They include poems by Charles Bernstein because he’s now a canonical figure; and fame is being established is almost as important to Poetry Magazine as new critical aesthetics. Because it allows them to claim that “center” they so desperately want to claim for themselves. They include a special on “Conceptual Poetry” complete with little cliff-notes explications by Kenny Goldsmith. Ie “process” as the new wellwrought urn. They include representatives of the Official Experimental Verse Culture because they’re invested in a stable model of New Critical vs Experimental poetry. Again: Taste can be dual, as long as it provides a center.
Just as the New Critics’ had as one of their aims to remove the “excesses” of 1920s modernism/avant-gardism, so Poetry Magazine’s aim is to create a center, to create order out of the current “plague ground” of poetry (with its corrupted MFA students, gothic melodramatics, decadent dandies, overheated neo-beatnicks, “soft surrealists,” tasteless Romantics, etc etc.)
Here are some quotes from the letter I received [CLARIFICATION: this is from Christian Wiman’s letter, not the article by Adam Kirsch]:
“W’ere the oldest, boldest, and most widely respected magazine devoted to poetry in the English-speaking world.” [Key point: in the rhyme old-bold we have the crux – linearity as both Timeless Inheritance and Cutting Edge]
“We find great work before anyone else.”
“Discovering new voices… remains our primary commitment today…” [As if it’s just a matter of discovering these new voices, surely an objective task]
“You’ll discover poems before they are “literature” and will have the chance to experience them outside of any classroom or anthology.” [Ah the corruption of the classroom.]
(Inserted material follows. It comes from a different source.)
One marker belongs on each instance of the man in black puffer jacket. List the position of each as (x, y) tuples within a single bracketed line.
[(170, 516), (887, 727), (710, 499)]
“The scope of work in Poetry has never been broader.”
“We are dedicated to presenting new work in translation with an annual Translation Issue and regular contributions from the foremost trnaslators in the English-speaking world.” [Even the translators have to be hierarchized.]
“No other literary magazine has a more devoted or discriminating audience.” [Taste]
“Our readers are highly intelligent but not specialized, passionately engaged but clear-headed and judicious.” [Who are these un-clear-headed poetry readers? If you’re going to create these straw(wo)men – at least have the guts to come out and say who you mean.]
“In our magazine you’ll find not only work by the most well-known poets and critics, but also by people outside the “poetry business.” [By which he means articles by “novelists…. journalists and musicians.” Ie not “specialized’ and over-“passionate” MFA students.]
“You too can express your views in our pages.”
Throughout the mailing, there’s this dual sense: Poetry magazine is both Taste and common-ness, both anti-kitsch and populist, refined and “adventurous”, “oldest and boldest,” both wide “open” and “central,” both new critical and populist, both democratic and champion of/by New-Criterion-Helen-Vendler-Harvard-educated supported Adam Kirsch.
Against this rhetoric of timeless-yet-bold, Tasteful-yet-experimental, I might propose corrupted, too “passionate” Carina Finn’s “plague-ground-embracing” comments to Joyelle’s post about genre:
“I’m beginning to wonder if the becoming-genre is not itself a tense, a continuous-present suspended inside of a restricted temporality which is a becoming. then all of these various tenses, non-identical mimics, accrue and begin to look dangerous. they pile up & rupture time/tense and emerge as a sort of congealed present stepping into the future, an always-already anachronism? perhaps so many people insist on defining genre in singular, palatable terms because the contagion of multiplicity poses a threat to what James notes above as “the constraining humanist need for ‘voice.” “The Voice,” attached to a body which has a lifespan, can be easily made safe via an act of canonization, like J says — classics are dead. I wonder, then if one can take a sort of fossilized genre and bring it back into a state of becoming through decay, radioactivity. what’s the difference between reanimation and straight-up becoming? is a “dead” text with a potential multitude of voices really dead, or just sleeping?”